Daisuke Miyazaki's Blog

Sep 17, 2025

How Walking to Get More Exercise Led to an Insight About Intellectual Productivity and an App Idea

It Started with a Lack of Exercise

It all began with a common problem: I wasn’t getting enough exercise.

Remote work became standard, which was flexible, but it also meant I had days where I didn’t leave the house at all. I knew I needed to change that, so I started a new habit: just walking.

After about a year of this, I noticed something.

You don’t really hit your step goals by just wandering aimlessly. To get a high step count, you need to be intentional. You have to consciously decide, “Okay, I’m leaving my desk,” and then go outside.

This regular habit of “leaving the desk” became a starting point for a new question and a new “problem” for me to solve.

The Hypothesis: “Good Ideas Happen Away from the Desk”

We’re in a period of change, with some companies pushing for a “return to the office.” But setting those trends aside, I decided to seriously analyze a feeling I was having.

It was something I’d often felt as an engineer: “My thoughts seem to get more organized when I walk or step away from my computer.”

This led me to a hypothesis:

“Are new ideas and organized thoughts born not while sitting at the desk, but in the moments away from it?”

This is what I started to call my “Sanpou no Issue” (The “Walk” Issue).

This line of thinking led to two more questions:

“Is this just a personal quirk?”

“Or does everyone eventually reach this same conclusion?”

If I can find an answer, this “project” of mine will be complete.

The Core of Intellectual Production in the Age of GenAI

Pursuing this “Sanpou Issue” led me to think about the essence of intellectual production.

For me, the core of this is “the process of breaking down information in my own words and truly internalizing it.”

With the recent rise of Generative AI, this concept has become more important than ever. In an age where an AI can instantly create “plausible-sounding” text, “how quickly you can capture your own unique thoughts as written text” directly affects your personal productivity.

An AI cannot yet generate the “original insights” that come from your specific experiences and perspective. In fact, the value of those original insights has only increased.

The Problem: “Idle” Time vs. “Capture” Time

So, how do we generate more of these original insights?

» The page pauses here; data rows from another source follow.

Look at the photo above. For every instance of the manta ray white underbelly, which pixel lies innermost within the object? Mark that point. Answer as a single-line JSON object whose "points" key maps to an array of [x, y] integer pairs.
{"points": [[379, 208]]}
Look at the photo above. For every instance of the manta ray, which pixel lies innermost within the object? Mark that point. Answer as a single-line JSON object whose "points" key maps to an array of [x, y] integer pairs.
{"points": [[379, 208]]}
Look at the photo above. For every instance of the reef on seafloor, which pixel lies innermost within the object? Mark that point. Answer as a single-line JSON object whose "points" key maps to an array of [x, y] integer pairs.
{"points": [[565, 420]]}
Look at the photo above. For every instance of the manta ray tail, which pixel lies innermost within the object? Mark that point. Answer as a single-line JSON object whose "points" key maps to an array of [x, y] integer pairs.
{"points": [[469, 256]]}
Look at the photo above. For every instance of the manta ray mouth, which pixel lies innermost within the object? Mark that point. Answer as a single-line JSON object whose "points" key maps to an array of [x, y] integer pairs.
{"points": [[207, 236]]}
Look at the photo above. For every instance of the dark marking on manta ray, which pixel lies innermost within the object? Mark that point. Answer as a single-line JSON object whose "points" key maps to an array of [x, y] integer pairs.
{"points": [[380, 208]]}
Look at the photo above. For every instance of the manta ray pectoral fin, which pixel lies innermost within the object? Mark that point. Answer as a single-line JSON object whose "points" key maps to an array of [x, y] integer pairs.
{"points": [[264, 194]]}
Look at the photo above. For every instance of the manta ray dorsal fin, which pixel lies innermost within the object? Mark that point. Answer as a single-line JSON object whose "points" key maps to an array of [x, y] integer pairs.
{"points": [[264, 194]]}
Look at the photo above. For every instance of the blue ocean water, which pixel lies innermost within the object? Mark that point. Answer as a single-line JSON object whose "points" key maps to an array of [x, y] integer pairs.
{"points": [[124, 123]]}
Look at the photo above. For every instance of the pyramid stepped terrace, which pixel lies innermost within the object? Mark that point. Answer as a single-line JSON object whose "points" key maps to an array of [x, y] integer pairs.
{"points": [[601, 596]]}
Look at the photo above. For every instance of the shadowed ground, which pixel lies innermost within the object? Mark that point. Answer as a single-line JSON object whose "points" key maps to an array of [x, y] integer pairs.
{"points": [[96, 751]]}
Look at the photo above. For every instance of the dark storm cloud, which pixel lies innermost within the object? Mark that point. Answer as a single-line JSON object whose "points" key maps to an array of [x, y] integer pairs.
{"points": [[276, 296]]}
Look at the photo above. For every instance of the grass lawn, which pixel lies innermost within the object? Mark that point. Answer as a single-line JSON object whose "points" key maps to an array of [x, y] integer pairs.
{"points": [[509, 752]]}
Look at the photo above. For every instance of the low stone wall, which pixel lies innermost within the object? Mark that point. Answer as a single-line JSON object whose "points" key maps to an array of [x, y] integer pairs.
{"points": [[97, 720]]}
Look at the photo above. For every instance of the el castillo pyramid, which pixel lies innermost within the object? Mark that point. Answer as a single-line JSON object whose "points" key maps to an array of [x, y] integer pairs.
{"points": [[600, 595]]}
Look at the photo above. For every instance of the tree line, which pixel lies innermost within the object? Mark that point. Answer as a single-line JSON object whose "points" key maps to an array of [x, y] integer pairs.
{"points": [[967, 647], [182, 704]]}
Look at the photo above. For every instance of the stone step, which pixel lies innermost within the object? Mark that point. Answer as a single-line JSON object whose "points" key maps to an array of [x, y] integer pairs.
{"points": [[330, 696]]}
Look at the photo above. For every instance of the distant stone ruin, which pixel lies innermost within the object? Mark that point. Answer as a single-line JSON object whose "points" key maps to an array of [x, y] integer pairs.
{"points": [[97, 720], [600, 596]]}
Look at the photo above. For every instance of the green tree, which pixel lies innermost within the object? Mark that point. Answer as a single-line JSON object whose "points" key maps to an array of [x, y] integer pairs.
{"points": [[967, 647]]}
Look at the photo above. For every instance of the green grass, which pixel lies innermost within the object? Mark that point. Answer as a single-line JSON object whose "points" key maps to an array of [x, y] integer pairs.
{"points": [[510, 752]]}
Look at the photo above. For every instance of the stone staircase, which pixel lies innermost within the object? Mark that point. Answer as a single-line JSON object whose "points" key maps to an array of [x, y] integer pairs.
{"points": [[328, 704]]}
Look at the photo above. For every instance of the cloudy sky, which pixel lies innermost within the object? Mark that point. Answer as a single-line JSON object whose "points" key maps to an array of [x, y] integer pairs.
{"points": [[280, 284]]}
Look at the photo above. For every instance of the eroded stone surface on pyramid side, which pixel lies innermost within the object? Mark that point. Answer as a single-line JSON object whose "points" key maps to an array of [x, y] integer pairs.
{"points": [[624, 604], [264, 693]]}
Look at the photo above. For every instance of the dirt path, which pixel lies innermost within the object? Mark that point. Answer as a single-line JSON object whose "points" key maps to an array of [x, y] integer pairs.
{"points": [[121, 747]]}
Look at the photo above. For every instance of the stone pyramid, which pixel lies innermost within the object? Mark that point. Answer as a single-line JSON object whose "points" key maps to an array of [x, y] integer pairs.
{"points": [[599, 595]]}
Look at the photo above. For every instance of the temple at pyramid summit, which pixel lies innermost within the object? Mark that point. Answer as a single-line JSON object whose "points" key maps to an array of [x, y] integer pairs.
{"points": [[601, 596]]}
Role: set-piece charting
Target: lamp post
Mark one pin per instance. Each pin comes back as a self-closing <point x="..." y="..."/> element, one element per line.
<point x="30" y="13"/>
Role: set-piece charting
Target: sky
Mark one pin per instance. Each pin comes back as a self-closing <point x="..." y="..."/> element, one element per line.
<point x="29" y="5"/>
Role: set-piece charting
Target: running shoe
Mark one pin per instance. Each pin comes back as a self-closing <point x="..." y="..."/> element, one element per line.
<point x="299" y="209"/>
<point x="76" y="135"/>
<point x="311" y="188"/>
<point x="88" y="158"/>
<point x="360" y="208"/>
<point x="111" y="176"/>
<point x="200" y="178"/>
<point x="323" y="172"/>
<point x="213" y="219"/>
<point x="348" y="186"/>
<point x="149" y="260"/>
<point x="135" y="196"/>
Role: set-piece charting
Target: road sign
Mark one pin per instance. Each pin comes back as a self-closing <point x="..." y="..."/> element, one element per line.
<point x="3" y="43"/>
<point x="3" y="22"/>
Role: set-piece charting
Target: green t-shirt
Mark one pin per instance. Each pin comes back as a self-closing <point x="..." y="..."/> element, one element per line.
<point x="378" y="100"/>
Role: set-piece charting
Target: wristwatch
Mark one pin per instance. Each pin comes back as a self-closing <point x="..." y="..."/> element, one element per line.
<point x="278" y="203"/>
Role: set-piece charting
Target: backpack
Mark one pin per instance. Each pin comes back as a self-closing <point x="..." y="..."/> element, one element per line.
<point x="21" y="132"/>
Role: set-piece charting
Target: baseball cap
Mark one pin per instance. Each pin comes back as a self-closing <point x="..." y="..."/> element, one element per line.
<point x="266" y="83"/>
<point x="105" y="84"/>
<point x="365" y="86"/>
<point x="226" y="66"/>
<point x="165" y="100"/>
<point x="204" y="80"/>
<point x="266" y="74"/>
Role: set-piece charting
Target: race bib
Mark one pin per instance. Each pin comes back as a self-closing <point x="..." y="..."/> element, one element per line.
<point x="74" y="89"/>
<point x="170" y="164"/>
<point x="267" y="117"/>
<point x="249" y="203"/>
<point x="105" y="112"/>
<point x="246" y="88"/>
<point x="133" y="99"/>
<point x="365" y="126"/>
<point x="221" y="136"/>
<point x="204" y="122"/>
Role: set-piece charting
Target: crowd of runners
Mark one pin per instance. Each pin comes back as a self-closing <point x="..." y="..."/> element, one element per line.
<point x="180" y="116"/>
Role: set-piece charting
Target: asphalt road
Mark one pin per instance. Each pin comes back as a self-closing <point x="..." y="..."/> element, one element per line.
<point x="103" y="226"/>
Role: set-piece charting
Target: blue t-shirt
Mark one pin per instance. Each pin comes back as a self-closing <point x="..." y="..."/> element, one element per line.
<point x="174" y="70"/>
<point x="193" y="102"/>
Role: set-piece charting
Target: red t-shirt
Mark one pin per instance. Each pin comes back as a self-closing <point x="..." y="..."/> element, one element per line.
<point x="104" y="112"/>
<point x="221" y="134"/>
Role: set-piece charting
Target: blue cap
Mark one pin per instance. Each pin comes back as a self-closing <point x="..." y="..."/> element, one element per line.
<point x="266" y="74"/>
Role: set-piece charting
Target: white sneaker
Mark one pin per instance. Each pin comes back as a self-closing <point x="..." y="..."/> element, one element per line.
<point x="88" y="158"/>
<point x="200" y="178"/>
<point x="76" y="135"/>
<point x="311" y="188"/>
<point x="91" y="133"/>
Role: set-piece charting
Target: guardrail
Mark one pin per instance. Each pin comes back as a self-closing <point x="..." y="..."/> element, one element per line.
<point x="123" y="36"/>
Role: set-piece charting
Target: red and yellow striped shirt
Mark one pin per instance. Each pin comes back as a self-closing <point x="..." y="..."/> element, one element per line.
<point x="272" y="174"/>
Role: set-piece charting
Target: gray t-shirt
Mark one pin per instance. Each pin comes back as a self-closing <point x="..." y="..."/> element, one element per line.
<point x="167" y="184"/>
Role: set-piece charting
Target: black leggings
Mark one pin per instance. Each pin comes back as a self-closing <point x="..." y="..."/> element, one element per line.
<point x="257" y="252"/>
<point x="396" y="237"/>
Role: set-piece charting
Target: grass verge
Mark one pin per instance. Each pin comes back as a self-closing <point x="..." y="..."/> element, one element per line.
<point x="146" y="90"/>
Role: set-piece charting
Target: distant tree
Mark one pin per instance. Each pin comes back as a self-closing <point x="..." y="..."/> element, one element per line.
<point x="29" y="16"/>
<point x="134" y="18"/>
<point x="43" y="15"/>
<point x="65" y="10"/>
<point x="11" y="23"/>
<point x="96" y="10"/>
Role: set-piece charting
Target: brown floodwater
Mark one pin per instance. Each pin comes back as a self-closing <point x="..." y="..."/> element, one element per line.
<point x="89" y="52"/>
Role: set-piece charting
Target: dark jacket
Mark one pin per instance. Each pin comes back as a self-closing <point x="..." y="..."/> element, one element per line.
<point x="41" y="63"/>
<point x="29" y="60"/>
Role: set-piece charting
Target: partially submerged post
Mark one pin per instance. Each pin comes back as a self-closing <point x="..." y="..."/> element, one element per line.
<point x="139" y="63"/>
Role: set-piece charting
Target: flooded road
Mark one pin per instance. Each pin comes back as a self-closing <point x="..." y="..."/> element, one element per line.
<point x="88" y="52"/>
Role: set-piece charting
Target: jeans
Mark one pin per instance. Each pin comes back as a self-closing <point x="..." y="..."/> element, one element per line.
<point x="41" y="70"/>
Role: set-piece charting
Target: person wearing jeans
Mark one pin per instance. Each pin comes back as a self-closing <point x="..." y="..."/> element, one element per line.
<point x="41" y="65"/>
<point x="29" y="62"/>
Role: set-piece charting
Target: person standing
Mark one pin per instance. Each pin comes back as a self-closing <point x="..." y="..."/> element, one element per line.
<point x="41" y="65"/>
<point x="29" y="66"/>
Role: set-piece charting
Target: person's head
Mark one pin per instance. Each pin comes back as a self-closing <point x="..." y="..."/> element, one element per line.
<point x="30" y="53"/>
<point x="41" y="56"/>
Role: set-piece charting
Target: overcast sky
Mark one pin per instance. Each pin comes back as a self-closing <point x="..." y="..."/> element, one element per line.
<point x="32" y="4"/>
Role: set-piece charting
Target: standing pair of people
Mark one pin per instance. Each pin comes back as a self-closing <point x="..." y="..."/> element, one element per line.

In my experience, it’s during “idle” or “zoning out” (ぼーっとする) time.

This means no music, no podcasts, and no apps. Just thinking. Walking turned out to be the perfect environment for this.

But this creates a major problem.

An idea is useless if you can’t immediately write it down in a usable format.

Carrying a paper notebook is one solution, but it’s often inconvenient. It’s a hassle to pull out a pen and notebook while you’re walking.

But using your standard, full-featured note app isn’t the right tool for this moment, either.

You open the app, decide which folder to use, wait for the editor to load… and in those few seconds, the initial momentum of the idea is lost.

The Solution: A UX Focused Only on the “Moment of Capture”

Everyone uses a note app these days, whether it’s Notion, Evernote, or just a basic memo pad. I’m not asking people to switch from their favorite tools.

The final organization and editing of notes can, and should, still be done in those main apps.

What I saw a need for was a “wrapper” for these existing apps.

I wanted to design a UX (User Experience) that is specialized for one thing only: “The exact moment an idea appears, allowing you to write it down immediately.”

  • It launches instantly to a blank text input.
  • There are no extra features or formatting.
  • The text can be easily sent to your main note app later.
  • And most importantly: Data never leaves the device (local-first). Your private “fragments of thought” are not uploaded to any server.

In Closing

A simple habit I started for exercise has, in a roundabout way, led me to think about intellectual production, the challenge of capturing thought, and a concept for an app.

Thinking away from the desk.

And capturing the idea the moment it appears.

This simple process might be the key skill we need to work effectively in the new era of AI.

This question I call the “Sanpou no Issue” isn’t fully answered.

But don’t you also find yourself “thinking” while you walk?